Parenting

Molly Ringwald Talks Parenting A 16-Year-Old When You're An '80s Teen Icon

The actor opened up about social media, family dinner and more ahead of her Super Bowl ad.
Molly Ringwald and Mathilda Gianopoulos attend the "Dabka" premiere on April 27, 2017, in New York City.
Molly Ringwald and Mathilda Gianopoulos attend the "Dabka" premiere on April 27, 2017, in New York City.

Molly Ringwald may have been an ’80s teen icon, but when it comes to raising a teenager, she admits she feels as lost and clueless as other parents.

“I thought I would’ve had a little bit more edge or info or intel or something. But I feel like I’m very often just as confused and perplexed as anyone else,” she told HuffPost while discussing her upcoming Super Bowl ad for Avocados From Mexico.

Ringwald and her husband, Panio Gianopoulos, have three children ― 16-year-old Mathilda and 10-year-old twins Adele and Roman.

“My 10-year-old girl is basically a teenager already,” Ringwald joked, adding that things are different for young people these days.

“I think it’s a lot harder to be a teenager today. I feel like all of the insecurities, the highs and lows, the way that teenagers feel is the same. But there are so many other aspects that aggravate their lives,” she explained.

“We didn’t have 24/7 Instagram and other social media. I think that makes things very hard,” the actor said. “It makes it harder to focus, so they miss out on a lot of great things. I was really into films when I was young, and I could sit down and watch a long, slow-paced film. But I think kids are sort of losing their ability to do that now.”

Still, in many other ways, “they’re doing great,” she added. “My daughter has amazing taste in books. She loves Kurt Vonnegut, which I’d say the average 16-year-old isn’t reading today. She really just gets books.”

In this way, Mathilda is very similar to her mother, who is also an avid reader and has even published three books.

“Reading was a huge part of my life growing up,” Ringwald recalled. “Books gave me a lot of solace and made me feel less alone in the world. They gave me that feeling that there’s something else out there. I feel like that’s so important for teenagers to have that feeling ― that it’s not always going to be like this, that the world is a big place and there’s a lot of things to do and places to go.”

In addition to reading time, family dinner and breakfast are occasions for unplugging in Ringwald’s house.

“We decided family dinner would be the time everybody puts their devices down and hangs out and talks. I think it’s really important,” she said. “I credit my husband because he’s the one that gets it done. I like to say I’m a fancy chef and he’s the diner chef. He can cook a bunch of different things for a bunch of different people and get it on the table. He kind of reminds me of my mom in that way.”

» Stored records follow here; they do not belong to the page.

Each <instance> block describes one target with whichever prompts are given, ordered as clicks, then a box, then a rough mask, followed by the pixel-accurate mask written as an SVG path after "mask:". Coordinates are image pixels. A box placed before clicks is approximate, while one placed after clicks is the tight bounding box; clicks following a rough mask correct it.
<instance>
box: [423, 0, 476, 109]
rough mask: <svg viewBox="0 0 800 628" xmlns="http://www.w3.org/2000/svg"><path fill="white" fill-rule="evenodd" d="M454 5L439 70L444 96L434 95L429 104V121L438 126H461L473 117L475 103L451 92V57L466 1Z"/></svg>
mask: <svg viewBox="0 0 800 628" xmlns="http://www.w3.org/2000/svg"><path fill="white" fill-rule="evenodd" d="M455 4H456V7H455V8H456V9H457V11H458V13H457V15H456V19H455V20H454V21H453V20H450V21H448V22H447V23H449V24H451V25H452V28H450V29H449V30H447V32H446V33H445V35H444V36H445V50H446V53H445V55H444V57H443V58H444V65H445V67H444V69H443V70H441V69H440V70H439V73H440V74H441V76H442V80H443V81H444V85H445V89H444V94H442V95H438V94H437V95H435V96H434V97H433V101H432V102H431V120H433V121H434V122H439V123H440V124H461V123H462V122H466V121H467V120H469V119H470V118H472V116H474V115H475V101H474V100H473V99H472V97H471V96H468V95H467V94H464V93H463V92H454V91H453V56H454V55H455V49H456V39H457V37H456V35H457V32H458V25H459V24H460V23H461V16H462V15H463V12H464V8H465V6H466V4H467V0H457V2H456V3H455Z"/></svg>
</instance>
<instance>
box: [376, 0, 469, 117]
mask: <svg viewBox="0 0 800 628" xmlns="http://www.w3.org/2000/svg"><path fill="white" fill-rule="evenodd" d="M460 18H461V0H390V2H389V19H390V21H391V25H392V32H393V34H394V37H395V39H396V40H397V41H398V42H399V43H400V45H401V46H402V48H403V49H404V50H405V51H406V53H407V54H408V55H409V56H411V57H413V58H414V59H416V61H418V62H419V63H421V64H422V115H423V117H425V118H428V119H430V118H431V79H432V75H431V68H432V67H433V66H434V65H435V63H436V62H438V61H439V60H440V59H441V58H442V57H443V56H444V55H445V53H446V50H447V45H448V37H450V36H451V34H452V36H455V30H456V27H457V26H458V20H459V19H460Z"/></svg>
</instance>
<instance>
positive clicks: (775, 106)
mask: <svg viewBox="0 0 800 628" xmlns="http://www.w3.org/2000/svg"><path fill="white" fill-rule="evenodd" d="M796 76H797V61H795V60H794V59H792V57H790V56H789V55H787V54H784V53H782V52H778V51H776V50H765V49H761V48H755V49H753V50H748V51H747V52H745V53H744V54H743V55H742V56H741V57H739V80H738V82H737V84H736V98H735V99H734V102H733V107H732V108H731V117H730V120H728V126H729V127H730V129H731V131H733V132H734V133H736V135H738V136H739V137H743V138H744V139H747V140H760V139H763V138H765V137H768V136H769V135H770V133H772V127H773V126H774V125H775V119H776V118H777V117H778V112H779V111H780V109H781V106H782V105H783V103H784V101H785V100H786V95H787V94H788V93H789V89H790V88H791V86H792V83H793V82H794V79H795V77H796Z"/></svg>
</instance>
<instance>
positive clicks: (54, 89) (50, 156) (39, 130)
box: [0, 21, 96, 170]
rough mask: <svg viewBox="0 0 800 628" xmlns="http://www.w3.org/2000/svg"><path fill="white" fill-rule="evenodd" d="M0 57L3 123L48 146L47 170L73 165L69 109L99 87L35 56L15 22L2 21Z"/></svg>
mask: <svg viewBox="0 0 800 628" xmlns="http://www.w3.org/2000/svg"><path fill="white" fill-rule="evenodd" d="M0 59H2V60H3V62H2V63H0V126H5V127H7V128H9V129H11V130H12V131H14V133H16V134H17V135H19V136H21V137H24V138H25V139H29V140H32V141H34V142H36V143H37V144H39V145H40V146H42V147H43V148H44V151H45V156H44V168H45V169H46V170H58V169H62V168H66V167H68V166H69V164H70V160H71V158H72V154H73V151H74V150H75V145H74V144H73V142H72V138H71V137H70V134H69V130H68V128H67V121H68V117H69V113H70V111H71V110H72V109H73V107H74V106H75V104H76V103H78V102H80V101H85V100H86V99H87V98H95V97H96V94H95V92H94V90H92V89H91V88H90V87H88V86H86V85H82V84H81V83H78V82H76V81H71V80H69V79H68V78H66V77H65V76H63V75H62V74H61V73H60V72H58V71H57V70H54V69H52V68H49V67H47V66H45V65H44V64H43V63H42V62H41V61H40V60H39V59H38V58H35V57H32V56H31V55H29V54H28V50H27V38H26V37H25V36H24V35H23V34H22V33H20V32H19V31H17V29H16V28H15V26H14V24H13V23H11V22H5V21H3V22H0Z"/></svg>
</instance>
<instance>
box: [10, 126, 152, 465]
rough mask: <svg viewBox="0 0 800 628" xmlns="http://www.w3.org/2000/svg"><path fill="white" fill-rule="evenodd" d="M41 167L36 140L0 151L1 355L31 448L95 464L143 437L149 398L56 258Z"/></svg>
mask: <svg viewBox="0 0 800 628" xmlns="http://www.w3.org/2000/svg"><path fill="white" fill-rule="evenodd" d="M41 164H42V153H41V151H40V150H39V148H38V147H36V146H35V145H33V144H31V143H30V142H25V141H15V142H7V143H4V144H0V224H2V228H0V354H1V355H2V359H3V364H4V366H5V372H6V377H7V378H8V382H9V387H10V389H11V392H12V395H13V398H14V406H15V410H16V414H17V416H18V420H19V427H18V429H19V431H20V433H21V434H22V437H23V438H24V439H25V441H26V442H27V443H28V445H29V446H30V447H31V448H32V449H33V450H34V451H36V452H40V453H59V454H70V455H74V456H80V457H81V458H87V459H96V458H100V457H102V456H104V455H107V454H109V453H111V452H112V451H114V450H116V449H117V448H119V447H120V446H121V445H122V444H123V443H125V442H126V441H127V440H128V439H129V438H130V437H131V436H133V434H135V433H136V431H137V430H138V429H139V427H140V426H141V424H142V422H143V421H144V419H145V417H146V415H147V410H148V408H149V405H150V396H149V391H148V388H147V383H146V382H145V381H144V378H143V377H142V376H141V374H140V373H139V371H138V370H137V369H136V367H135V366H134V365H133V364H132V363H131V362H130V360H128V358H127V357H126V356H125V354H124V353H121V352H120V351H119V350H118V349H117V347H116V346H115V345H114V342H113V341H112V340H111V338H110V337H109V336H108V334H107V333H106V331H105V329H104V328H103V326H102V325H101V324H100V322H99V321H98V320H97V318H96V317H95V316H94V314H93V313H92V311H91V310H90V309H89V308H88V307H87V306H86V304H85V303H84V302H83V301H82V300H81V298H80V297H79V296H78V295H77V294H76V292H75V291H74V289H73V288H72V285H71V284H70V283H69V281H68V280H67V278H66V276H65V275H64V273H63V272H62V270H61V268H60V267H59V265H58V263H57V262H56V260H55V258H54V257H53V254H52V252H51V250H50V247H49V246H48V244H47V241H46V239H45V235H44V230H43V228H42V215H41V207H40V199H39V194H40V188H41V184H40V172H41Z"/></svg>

Although Ringwald is a proud avocado fanatic and spokesperson for Avocados From Mexico, she said her kids don’t quite share her love.

“My kids are not adventurous eaters. They basically live on air. I don’t know how my kids survive with how picky they are,” she said.

Still, they do share her interest in performing. Ringwald noted that both of her daughters have said they want to pursue acting careers and that all three kids have done some modeling. Not all of them have seen their mom’s biggest films yet.

“My 16-year-old has watched ‘The Breakfast Club.’ I am getting ready to show the other ones the movies, but I’m not quite there yet,” she said. “I feel like it’s a rite of passage and I’m just not ready. There’s time though.”

In the meantime, Ringwald’s kids have become big fans of “The Mandalorian” and have nightly discussions about the TV series before bedtime. They also recently watched another iconic teen movie.

“We just watched ‘Mean Girls,’ which is funny because I feel like in certain ways, it channels the John Hughes films,” said Ringwald. “There are definitely nods to them.”